I’m a big fan of Jurgen Appelo. His approach to management through the eye of Complexity science and the interplay of people and relationships rather than the top down approach taken by most management systems is something that seems so obvious (once someones told you about it!) and relevant to the structure we often see in the games industry that I couldn’t help but take notice.
His first book – Management 3.0 – took those ideas and presented the theory and approach this style of management should function under but, as with nearly all management books out there, you can be left with the thought “so I know the theory, but how exactly can I put it into practice?”.
This is where #Workout comes in.
It assumes you know the theory (though it does give you an overview appropriate to each chapter) and instead details specific methods, games, approaches and ideas that you can implement within your organisation.

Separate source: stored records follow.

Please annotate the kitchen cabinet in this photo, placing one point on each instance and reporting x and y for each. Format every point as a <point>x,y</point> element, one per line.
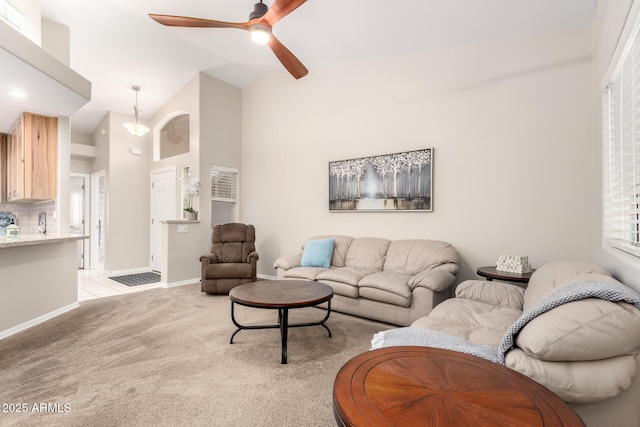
<point>3,167</point>
<point>32,152</point>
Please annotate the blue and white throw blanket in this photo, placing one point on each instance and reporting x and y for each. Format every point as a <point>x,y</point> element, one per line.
<point>608,291</point>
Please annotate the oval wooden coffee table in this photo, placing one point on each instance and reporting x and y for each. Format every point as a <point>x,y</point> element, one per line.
<point>281,295</point>
<point>423,386</point>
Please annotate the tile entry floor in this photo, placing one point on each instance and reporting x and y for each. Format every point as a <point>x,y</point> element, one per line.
<point>95,284</point>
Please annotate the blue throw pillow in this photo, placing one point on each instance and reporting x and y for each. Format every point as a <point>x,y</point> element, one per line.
<point>317,253</point>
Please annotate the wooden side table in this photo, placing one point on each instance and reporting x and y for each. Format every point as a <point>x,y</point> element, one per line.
<point>424,386</point>
<point>490,272</point>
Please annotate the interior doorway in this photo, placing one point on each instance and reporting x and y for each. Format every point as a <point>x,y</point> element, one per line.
<point>163,207</point>
<point>79,221</point>
<point>97,230</point>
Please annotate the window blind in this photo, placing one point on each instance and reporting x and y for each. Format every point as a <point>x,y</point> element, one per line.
<point>224,184</point>
<point>622,131</point>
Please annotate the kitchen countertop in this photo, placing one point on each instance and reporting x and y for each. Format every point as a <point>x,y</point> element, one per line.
<point>38,239</point>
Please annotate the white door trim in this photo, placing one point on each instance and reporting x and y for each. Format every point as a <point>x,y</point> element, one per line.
<point>155,244</point>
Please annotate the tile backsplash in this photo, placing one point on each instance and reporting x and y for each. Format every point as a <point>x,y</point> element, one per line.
<point>27,215</point>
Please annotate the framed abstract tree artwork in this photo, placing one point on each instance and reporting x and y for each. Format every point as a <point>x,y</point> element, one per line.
<point>391,182</point>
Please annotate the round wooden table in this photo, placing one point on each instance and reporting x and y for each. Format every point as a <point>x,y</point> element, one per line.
<point>424,386</point>
<point>281,295</point>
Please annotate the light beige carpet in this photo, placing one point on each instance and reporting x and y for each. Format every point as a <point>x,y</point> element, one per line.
<point>162,357</point>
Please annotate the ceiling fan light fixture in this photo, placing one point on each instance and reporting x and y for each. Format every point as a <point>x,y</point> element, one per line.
<point>260,34</point>
<point>259,9</point>
<point>135,128</point>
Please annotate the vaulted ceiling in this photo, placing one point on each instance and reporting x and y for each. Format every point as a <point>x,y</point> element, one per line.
<point>114,44</point>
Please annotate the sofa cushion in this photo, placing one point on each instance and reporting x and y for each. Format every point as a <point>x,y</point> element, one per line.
<point>413,256</point>
<point>384,296</point>
<point>349,275</point>
<point>581,382</point>
<point>340,246</point>
<point>480,322</point>
<point>554,275</point>
<point>497,293</point>
<point>317,253</point>
<point>308,273</point>
<point>387,281</point>
<point>343,289</point>
<point>589,329</point>
<point>367,253</point>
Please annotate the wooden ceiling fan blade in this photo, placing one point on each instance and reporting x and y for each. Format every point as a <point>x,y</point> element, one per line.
<point>281,8</point>
<point>186,21</point>
<point>288,59</point>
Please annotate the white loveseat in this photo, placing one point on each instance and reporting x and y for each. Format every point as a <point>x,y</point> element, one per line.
<point>395,282</point>
<point>585,351</point>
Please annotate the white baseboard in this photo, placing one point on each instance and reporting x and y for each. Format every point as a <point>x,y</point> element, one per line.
<point>37,320</point>
<point>181,283</point>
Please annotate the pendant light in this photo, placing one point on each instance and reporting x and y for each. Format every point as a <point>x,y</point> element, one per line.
<point>135,128</point>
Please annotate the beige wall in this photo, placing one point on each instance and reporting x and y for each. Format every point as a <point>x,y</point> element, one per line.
<point>32,11</point>
<point>508,122</point>
<point>127,192</point>
<point>215,129</point>
<point>608,23</point>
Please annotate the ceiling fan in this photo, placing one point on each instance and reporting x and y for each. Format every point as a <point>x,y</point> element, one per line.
<point>260,22</point>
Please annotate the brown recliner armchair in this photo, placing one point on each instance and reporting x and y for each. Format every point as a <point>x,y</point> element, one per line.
<point>232,260</point>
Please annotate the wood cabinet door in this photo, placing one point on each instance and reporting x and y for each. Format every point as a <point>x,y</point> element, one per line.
<point>40,160</point>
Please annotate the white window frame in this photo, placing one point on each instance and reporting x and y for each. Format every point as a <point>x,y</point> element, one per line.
<point>621,141</point>
<point>230,195</point>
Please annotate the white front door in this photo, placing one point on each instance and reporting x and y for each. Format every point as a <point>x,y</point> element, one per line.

And it’s not just managers or leaders that can take these ideas into the workplace, there is something for everyone in there at every level.
And of course, each method is there to be expanded, tweaked, applied and modified as to best fit the environment where you work. You can take the idea of the Kudo Box and apply it within a small group of your peers, or a Metrics Ecosystem within your feature group.
There are some things that really stand out for me as they suit the position I currently hold like Delegation Boards, Culture Books, Exploration Days and Improvement Dialogs. These are methods, when tweaked to my current environment, can really increase the level of engagement and peer support found within our development teams.
Of course, there are ideas in there that might not speak to everyone. Personal Maps seem rather intrusive though thats probably my reserved British background speaking more than anything and I think we have a long way to go until ideas like Salary Formula and Merit Money work for most people.
But that’s the beauty of it.
You don’t like an idea – then that’s fine. There is no implicit or explicit assumption that you should implement all these ideas and only in the way specified. But maybe you can take the ideas you’re not keen on and modify them to better fit your personality, approach or environment.
You really have nothing to lose, you can even download the book for free.